The Eastern Regional Health Authority has confirmed it is considering further curtailing acute services coming into the winter.
Correspondence from the ERHA to the Department of Health in the past month shows the authority's main hospitals are already €28 million over budget this year and that it envisages "significant additional expenditure control measures to reduce our current levels of deficit" through the rest of the year.
A spokeswoman for the ERHA was yesterday playing down the significance of letters, published in yesterday's Sunday Tribune, calling them "the normal letters that go to the Department every month", but confirmed their contents. She said this was "a financially tight year" and the authority was "always concerned about budgets". However, such discussions with the Department centred around "protecting services".
Particular concern is expressed in the correspondence about the financial plight of Our Lady's Hospital for Sick Children in Crumlin, which the ERHA describes as "proportionately our greatest concern".

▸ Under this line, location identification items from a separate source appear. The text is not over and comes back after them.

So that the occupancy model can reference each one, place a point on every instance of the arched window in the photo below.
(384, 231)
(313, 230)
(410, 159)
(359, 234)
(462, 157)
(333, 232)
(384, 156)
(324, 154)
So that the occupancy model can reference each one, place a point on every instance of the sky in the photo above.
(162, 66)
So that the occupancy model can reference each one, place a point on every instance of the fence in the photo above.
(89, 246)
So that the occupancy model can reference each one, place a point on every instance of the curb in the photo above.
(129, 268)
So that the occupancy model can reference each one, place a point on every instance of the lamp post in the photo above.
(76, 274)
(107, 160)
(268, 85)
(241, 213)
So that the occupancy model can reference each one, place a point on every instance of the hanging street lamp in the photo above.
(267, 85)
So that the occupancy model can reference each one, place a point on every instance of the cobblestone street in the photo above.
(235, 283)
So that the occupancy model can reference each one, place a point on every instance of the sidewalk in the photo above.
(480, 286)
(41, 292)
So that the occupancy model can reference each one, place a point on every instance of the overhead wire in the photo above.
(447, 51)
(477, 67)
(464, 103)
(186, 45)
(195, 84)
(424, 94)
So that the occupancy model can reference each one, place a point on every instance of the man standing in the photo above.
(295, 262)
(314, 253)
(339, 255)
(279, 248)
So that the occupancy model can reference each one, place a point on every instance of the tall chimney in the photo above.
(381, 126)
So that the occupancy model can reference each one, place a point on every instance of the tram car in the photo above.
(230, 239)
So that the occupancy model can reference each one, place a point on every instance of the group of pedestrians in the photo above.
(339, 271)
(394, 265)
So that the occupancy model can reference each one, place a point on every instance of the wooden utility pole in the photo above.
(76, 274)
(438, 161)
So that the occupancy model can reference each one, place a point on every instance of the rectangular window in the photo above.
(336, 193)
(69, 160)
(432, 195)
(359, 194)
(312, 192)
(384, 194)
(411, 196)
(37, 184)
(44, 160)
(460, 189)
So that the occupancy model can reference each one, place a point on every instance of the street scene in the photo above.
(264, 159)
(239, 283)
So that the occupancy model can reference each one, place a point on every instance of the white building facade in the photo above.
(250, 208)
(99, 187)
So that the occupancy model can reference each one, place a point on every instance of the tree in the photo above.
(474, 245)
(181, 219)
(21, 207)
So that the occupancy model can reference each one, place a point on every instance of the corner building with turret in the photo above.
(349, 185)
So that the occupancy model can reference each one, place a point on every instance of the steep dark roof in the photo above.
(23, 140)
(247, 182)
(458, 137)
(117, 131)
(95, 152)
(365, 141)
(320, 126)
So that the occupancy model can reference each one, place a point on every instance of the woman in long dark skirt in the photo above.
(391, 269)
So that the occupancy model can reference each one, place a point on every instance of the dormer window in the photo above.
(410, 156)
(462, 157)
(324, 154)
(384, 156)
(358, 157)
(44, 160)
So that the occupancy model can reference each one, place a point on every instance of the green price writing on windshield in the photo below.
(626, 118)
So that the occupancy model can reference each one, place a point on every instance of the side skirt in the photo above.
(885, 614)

"The hospital is likely to incur a deficit of €7 million by year end at current spend levels. We are in a process with the hospital to determine the extent to which they can manage this issue to year end and will continue to discuss with the Department of Health any impact upon services for children arising from this process." The closure of a 25-bed surgical ward was announced in May.
Mr Karl Anderson, chairman of the New Crumlin Hospital Group which is seeking the urgent redevelopment of the hospital, said the Department and the ERHA had known about the "cash crisis for many months". He described as "outrageous" the possibility that there would be further service cutbacks at the hospital.
The Labour Party spokeswoman on health, Ms Liz McManus, TD, said it was more clear than ever that hospital services were "in meltdown". She called on the Taoiseach, Mr Ahern, to "take the lead in dealing with the crisis in the health service and to put to an end the squabbling between the Ministers for Health and Finance so that hospitals are provided with the resources they need".
Fine Gael's deputy spokesman on health, Mr Dan Neville, said he had no doubt that the kind of budgetary over-runs being publicly acknowledged by the ERHA were being replicated throughout the State. "It has been obvious for months that the health boards are facing budget problems and it's been inevitable that a crunch-time would come."
In June, the Southern Health Board said it had run €3 million over its budget in the first four months of the year. In May, Limerick's second-largest acute hospital, St John's Hospital, announced the closure of 40 of its 100 beds for June, July and August in a bid to cut costs, while Tralee General also closed 30 beds for the summer due to budgetary problems.
Further cuts in the eastern region will come on on top of the closure of 250 beds at Dublin's five main teaching hospitals and 32 at James Connolly Memorial Hospital in Blanchardstown, announced at the start of the summer. In May, the Mater Hospital announced plans to cut 163 full-time staff positions, while the ERHA said it planned to cut a further 85 in other hospitals.
A Department spokesman said it was "still in discussion with the ERHA about the rest of the year's budget".